Raquel Teran Shares the Importance of the Latino Vote and Immigration Reform

By admin December 24, 2013 21:56

RT BBy Cindy G Castillo

Born in Douglas, AZ and raised in Agua Prieta, Sonora, Raquel Teran has witnessed first-hand the social issues that surround her town of origin.

“I have been involved in the issue of immigration for the last 10 years precisely because I’ve seen how the community where I grew up has been assaulted by the mainstream hate that occurs,” Teran recalls.

As current Director for the Mi Familia Vota organization, Teran’s primary focus is getting Latinos involved in the decision-making process when it comes to their community leaders.

“I am very fortunate to do what I love to do, which is be involved in the community organizing and connecting stories connecting with people and really knowing that the work that one does has an impact in people’s lives.”

The organization’s primary mission is to “unite the Latino community and its allies to promote social and economic justice through increased civic participation.” For Teran, justice lies on the removal of officials who in some way do not represent the values in the community.

Teran emphasizes the importance of making sure that there are “fair laws that are going to help our communities grow and that are going to be able to educate children, give them healthcare, [and] be able to have a different way of living,” she said.

Advocating for political justice and equality imposes challenges that Teran is willing to face. She recalls a time she spoke at the Sheriff’s office to the board of supervisors, and a couple days later received a notification for disorderly conduct at her house.

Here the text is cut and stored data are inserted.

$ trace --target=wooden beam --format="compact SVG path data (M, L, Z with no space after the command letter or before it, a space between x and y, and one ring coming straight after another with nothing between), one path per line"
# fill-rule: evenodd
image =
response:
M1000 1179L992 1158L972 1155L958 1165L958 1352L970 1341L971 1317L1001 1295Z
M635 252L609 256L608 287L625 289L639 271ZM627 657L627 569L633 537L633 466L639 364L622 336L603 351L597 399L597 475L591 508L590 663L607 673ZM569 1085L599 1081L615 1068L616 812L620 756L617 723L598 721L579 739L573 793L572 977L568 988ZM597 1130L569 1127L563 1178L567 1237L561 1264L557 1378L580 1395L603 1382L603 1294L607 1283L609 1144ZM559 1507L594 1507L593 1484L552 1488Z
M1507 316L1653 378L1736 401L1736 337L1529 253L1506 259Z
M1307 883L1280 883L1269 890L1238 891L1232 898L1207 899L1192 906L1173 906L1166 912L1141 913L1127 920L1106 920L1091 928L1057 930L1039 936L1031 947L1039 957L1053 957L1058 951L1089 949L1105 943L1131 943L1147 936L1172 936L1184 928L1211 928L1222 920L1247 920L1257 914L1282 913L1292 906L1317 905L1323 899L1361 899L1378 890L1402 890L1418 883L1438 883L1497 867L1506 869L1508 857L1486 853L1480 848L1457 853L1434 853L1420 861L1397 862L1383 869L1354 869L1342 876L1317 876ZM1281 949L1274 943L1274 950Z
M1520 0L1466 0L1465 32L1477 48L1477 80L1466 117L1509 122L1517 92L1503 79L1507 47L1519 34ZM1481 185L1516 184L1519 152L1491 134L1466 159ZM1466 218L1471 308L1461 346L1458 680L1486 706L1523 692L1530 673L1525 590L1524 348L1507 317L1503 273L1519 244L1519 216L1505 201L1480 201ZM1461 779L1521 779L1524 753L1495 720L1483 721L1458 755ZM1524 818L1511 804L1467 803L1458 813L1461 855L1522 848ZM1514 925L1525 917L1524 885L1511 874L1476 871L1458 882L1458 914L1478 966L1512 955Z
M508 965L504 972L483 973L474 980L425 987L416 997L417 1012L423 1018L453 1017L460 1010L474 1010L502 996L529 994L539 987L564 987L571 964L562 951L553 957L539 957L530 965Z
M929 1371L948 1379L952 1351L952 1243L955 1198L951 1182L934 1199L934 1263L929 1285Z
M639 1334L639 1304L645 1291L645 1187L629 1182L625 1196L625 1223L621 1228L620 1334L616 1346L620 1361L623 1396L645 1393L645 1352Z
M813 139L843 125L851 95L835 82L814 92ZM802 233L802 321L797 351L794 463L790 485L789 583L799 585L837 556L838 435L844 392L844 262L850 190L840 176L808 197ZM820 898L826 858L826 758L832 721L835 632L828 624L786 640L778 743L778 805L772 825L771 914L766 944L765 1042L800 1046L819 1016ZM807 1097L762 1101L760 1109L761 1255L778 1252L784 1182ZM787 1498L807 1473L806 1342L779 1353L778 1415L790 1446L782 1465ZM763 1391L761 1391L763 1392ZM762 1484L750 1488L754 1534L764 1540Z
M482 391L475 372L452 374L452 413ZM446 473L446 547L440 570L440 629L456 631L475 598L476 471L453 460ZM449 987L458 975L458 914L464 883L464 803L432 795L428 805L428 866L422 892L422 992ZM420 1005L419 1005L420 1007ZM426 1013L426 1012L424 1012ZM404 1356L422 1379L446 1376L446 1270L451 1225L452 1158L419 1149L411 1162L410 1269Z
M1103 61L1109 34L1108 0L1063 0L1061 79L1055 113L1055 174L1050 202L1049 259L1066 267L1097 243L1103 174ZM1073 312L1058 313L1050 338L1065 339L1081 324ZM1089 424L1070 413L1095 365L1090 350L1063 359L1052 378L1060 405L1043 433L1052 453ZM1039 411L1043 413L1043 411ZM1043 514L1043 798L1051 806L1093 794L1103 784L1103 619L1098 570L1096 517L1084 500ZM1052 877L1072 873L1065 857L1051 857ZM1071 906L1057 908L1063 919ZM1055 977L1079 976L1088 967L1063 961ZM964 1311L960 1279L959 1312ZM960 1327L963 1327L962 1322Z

“Every single day there is a story; there is impact. The typical mother or father going to work and never knowing if they’re going to come back. People going through the system, that’s always the motivating factor that drives my work.”

Teran admits to the difficulties that approach along the road, but believes the future to be bright for the Latino community as more leaders emerge.

“I think that as time progresses we are building up our political power. We see more and more of our dreamers come out of the shadows and being very fearless; being just like the leaders that we need.”

Her ultimate message for the community is to never give up when it comes to activism. In order for the community to engage, we have to be dependable and know what the community wants and needs.

“In Arizona, it’s a harsh environment for the immigrant community. We certainly have to hope that we can stop the separation of families, making sure that we are watching closely and holding people accountable.”